Plaignant
M. Marcel
Auclair, M. Yves Beaucage et Mme Denise Leduc (journalistes)
Mis en cause
La Presse
[Montréal] et Mme Ingrid Saumart (journaliste)
Résumé de la plainte
Une série de
quatre articles portant sur les hebdomadaires régionaux, que la journaliste
Ingrid Saumart signe dans les éditions des 5, 7, 8 et 9 janvier 1980 de La
Presse, ne reflète pas la véritable situation de ces journaux. La journaliste
traite ce sujet de manière superficielle et incomplète en ne faisant voir qu’un
côté de la médaille, celui des journaux syndiqués.
Griefs du plaignant
Le Conseil de
presse a bien reçu votre lettre du 30 janvier dernier dans laquelle vous portiez
plainte contre madame Ingrid Saumart, journaliste, et le journal La Presse,
concernant une série de quatre articles consacrés aux hebdos régionaux dans les
éditions du 5, 7, 8 et 9 janvier 1980 de ce quotidien. Ces articles ne
reflétaient pas selon vous, la véritable situation dans laquelle se trouvent
les hebdos régionaux.
Vous estimiez
que dans la confection de ses reportages, madame Saumart n’avait pas observé
«toutes les règles de l’éthique professionnelle qui doivent guider les
personnes qui sont appelés à travailler dans le secteur de l’information».
Vous exprimiez
l’avis que la journaliste, en traitant «superficiellement» le sujet en
question, avait mal informé les lecteurs de La Presse sur l’ensemble de la
situation qui prévaut dans ce secteur de l’information, «ne faisant part au
public que d’un côté de la médaille… celui des journaux syndiqués». Aussi,
madame Saumart aurait-elle dû, selon vous, aborder dans ses reportages les
questions relatives aux conditions de travail de «la presse hebdomadaire non
syndiquée», à la concentration de la presse régionale, à la formation des
journalistes, à l’éthique des journalistes, etc. Autant de sujets à traiter qui
auraient contribué, selon vous, à rendre «plus complète» et «moins banale»
cette série d’articles.
Analyse
Le Conseil considère que l’attention que décide de porter un journaliste ou un organe d’information à un sujet particulier relève de son jugement rédactionnel. Le choix de ce sujet de même que l’importance qu’il décide de lui accorder lui appartiennent en propre. Le Conseil ne saurait intervenir dans de telles décisions sans risquer de devenir un organisme de direction et d’orientation de l’information, sauf pour revoir, si besoin est, les critères qui président à ces choix et qui ne seraient pas conformes au rôle des professionnels et des organes d’information de renseigner adéquatement la population sur les questions d’intérêt public.

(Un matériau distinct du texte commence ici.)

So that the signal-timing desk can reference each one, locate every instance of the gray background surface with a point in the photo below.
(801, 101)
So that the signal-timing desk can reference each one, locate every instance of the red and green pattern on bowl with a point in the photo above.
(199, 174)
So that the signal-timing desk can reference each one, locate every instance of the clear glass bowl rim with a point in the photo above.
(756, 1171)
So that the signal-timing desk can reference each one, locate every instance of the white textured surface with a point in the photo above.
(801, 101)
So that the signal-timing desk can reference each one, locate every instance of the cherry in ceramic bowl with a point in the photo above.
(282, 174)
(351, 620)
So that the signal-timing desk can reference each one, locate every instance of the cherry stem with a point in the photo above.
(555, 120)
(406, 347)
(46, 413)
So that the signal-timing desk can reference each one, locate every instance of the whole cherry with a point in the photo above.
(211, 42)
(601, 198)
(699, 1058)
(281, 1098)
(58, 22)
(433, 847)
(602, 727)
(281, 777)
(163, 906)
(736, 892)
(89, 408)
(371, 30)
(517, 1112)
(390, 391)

Or, dans le présent cas, le Conseil ne peut attribuer les manquements que vous reprochez aux articles de madame Saumart à un manque de rigueur professionnelle de sa part, non plus qu’il ne peut blâmer cette dernière, autrement que par procès d’intention, d’avoir délibérément trompé le public soit en rapportant de la fausse information ou en lui cachant des informations qu’il était en droit de connaître, en ne faisant pas mention de toutes les préoccupations dont fait état votre lettre.

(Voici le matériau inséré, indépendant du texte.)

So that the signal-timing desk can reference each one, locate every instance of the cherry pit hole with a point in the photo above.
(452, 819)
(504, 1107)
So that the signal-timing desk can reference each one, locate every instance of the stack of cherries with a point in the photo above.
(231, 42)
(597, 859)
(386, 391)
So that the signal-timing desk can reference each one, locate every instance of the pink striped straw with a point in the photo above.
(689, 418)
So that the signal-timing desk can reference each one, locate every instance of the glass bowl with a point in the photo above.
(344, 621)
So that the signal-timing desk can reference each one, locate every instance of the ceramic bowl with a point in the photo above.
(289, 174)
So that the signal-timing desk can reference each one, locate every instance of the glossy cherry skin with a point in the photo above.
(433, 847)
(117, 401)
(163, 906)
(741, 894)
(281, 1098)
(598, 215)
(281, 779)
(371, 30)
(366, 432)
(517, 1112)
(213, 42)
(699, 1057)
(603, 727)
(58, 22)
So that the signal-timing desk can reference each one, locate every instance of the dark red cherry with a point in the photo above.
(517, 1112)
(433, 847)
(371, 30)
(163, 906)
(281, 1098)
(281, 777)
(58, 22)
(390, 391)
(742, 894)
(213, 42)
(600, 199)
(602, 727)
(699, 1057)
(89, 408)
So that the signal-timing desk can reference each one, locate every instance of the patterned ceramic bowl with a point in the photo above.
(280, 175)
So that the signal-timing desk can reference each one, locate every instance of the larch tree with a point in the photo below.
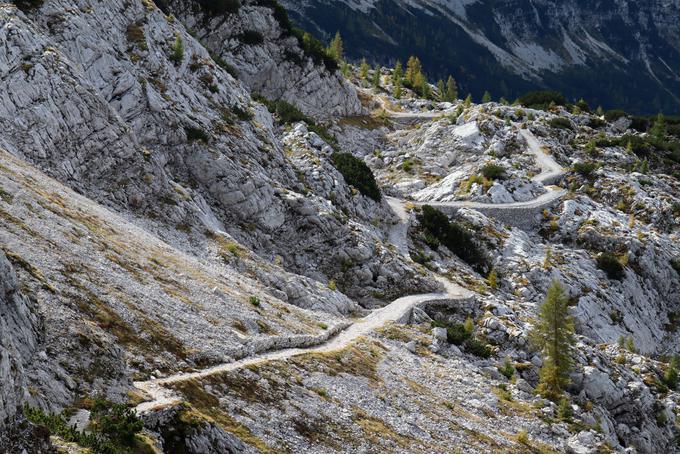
(363, 69)
(376, 76)
(659, 129)
(441, 90)
(413, 68)
(397, 88)
(398, 73)
(336, 49)
(451, 89)
(554, 336)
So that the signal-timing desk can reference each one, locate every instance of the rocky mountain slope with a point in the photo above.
(618, 54)
(170, 244)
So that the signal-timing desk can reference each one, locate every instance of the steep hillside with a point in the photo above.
(211, 241)
(618, 54)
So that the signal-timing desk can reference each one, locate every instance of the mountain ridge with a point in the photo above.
(618, 54)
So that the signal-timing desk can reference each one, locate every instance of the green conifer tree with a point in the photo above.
(363, 69)
(397, 89)
(441, 90)
(451, 89)
(377, 71)
(554, 336)
(413, 68)
(398, 72)
(336, 49)
(659, 129)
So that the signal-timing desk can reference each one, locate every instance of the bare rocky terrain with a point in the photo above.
(170, 244)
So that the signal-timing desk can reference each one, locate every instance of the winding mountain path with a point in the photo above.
(161, 396)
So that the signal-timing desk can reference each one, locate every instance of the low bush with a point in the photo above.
(455, 237)
(177, 50)
(476, 347)
(613, 115)
(113, 427)
(251, 37)
(357, 173)
(288, 113)
(610, 264)
(675, 263)
(542, 99)
(28, 5)
(596, 123)
(220, 6)
(507, 369)
(585, 169)
(457, 334)
(194, 134)
(560, 123)
(493, 171)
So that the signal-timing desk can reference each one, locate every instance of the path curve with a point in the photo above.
(161, 396)
(551, 172)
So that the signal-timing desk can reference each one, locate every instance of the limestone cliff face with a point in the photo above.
(271, 63)
(19, 337)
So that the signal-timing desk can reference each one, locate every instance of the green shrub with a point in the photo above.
(455, 237)
(613, 115)
(560, 123)
(583, 105)
(596, 123)
(610, 264)
(507, 369)
(113, 427)
(477, 347)
(177, 50)
(586, 168)
(288, 113)
(357, 173)
(194, 134)
(675, 263)
(493, 171)
(671, 378)
(28, 5)
(116, 422)
(241, 113)
(220, 6)
(251, 37)
(457, 334)
(542, 99)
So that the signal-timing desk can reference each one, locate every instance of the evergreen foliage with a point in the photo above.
(357, 173)
(454, 236)
(451, 90)
(336, 48)
(113, 427)
(542, 99)
(554, 336)
(610, 264)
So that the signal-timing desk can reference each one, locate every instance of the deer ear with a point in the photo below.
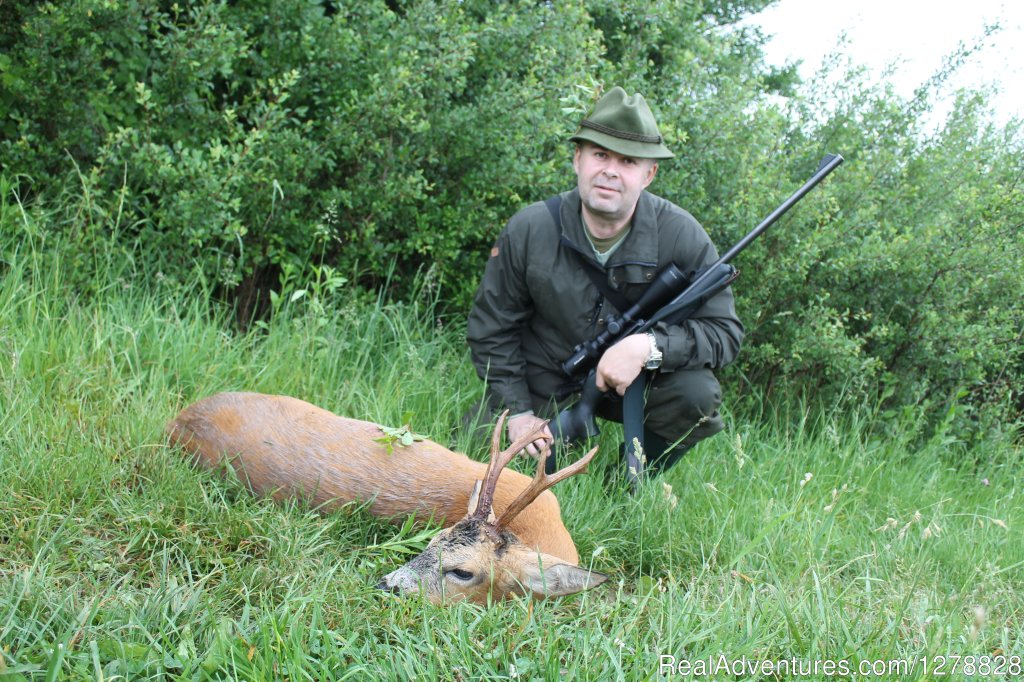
(551, 577)
(474, 500)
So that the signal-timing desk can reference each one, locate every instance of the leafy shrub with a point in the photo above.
(251, 145)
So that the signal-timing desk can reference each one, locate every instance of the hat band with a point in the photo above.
(622, 134)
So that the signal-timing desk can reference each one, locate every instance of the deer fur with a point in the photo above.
(288, 449)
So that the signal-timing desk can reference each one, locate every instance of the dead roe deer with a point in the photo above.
(286, 448)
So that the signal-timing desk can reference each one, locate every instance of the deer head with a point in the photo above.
(478, 558)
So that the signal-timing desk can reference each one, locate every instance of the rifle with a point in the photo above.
(671, 298)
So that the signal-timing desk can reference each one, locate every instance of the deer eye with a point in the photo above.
(460, 574)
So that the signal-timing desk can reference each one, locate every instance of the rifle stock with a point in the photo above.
(578, 423)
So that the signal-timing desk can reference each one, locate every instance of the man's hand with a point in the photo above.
(623, 363)
(524, 424)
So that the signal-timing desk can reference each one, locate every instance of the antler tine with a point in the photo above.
(541, 483)
(498, 462)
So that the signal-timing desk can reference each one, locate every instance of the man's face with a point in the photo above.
(610, 183)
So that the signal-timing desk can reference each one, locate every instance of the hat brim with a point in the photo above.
(627, 147)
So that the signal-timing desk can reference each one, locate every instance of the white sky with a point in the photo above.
(918, 33)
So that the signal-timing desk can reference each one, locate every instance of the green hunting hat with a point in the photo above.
(625, 125)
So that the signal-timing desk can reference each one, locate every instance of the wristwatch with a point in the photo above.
(654, 359)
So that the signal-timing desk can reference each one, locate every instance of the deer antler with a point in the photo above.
(499, 460)
(541, 482)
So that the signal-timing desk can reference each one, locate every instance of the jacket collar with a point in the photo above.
(639, 247)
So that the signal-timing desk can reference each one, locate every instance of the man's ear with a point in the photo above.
(651, 173)
(474, 500)
(550, 577)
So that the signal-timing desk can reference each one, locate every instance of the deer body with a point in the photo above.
(286, 448)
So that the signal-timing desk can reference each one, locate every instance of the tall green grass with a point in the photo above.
(797, 535)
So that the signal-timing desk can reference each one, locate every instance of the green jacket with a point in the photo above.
(536, 302)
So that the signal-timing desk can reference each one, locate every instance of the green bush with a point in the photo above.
(256, 146)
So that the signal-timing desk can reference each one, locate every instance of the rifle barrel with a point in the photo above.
(829, 163)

Le Conseil considère en effet que si l’on peut, à bon droit comme vous le faites, soutenir que les articles de madame Saumart auraient largement gagné à faire état de vos préoccupations et que partant, le public aurait été mieux informé de l’état réel de la presse hebdomadaire, ce qui lui apparaît aussi largement matière à opinion, l’on ne peut pour autant accabler un journaliste ou un organe d’information en l’accusant des fautes professionnelles ou de manquements aux impératifs du droit du public à l’information pour n’avoir pas traité d’une façon exhaustive de tous les aspects d’une question dont ils ont choisi d’informer le public. La discrétion rédactionnelle du professionnel de l’information autant que les contraintes inhérentes à l’exercice du métier l’interdisent.

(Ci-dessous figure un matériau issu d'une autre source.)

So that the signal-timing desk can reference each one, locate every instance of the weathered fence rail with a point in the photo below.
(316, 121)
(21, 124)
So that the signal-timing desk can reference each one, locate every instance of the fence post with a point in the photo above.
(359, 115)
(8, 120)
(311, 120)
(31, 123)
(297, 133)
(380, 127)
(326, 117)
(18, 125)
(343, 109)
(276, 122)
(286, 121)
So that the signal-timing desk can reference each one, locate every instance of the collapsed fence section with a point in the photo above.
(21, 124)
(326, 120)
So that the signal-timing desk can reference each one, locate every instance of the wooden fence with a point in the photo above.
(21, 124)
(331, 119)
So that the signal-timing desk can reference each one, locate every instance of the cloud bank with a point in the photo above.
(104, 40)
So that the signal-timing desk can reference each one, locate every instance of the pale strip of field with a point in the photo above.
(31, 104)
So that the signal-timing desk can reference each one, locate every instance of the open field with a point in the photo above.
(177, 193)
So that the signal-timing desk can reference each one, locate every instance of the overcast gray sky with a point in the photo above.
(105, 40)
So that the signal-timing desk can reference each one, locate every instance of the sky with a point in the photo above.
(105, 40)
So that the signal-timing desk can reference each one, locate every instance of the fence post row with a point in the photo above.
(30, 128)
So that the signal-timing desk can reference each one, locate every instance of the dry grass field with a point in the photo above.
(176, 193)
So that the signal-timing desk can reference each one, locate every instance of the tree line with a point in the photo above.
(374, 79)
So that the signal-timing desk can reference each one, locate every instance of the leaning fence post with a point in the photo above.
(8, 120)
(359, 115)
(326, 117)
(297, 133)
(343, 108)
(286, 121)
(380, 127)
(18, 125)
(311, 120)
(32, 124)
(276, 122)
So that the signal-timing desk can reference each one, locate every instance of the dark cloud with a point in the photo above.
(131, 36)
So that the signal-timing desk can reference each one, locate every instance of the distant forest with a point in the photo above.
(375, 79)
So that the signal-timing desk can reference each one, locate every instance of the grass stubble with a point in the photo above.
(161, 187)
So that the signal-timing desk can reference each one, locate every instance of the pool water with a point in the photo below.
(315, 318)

Ceci étant dit, le Conseil estime toutefois que les griefs que contient votre lettre devraient plutôt faire l’objet d’une lettre du lecteur que La Presse, en l’occurrence, pourrait publier ne serait-ce que pour faire état de votre point de vue qui diffère de celui des articles de madame Saumart. Ceci pourrait constituer un exemple de la vigilance à laquelle se doit le public en ce qui concerne l’information qu’il reçoit de même qu’un rappel aux professionnels et aux organes d’information des exigences d’une information adéquate sur des questions d’intérêt public.